# Sum of consecutive integers is a perfect square, perfect cube

Let $p,q,r,s,t$ be consecutive positive integers such that $q+r+s$ is a perfect square and $p+q+r+s+t$ is a perfect cube. Find the smallest possible value of $r$?

Because $p,q,r,s,t$ are consecutive positive integers, we know immediately that $q=r-1,p=r-2,s=r+1,t=r+2$. This means that $q+r+s=r-1+r+r+1=3r$ and that $p+q+r+s+t=5r$.
If $3r$ is a perfect square, then this means that the prime factorization of $r$ must have $3^{2n+1}$ for some $n$; similarly, for $5r$ to be a perfect cube, we must have that the prime factorization of $r$ must have $5^{3m+2}$ for some $m$.

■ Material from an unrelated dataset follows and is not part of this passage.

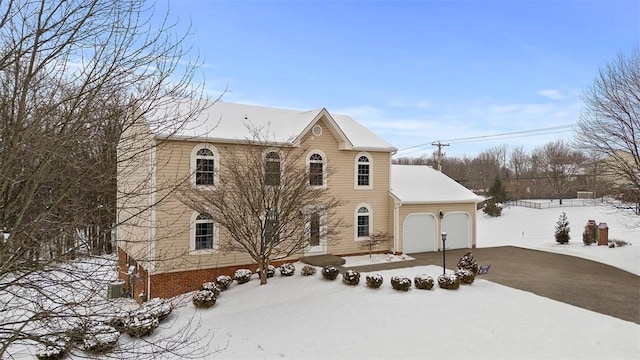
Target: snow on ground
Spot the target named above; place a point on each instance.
(309, 317)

Clearly having other factors will lead to $r$ being larger, so we can say that $r$ is of the form $r=3^{2n+1}5^{3m+2}$. But $3r$ being a perfect square means that $3m+2$ must be even, so $m$ is even; the least such $m$ is 0. Similarly, $5r$ being a perfect cube means that $2n+1$ must be a (positive) multiple of 3; the least such $n$ to make this possible is $n=1$.
It follows that $r=3^35^2$.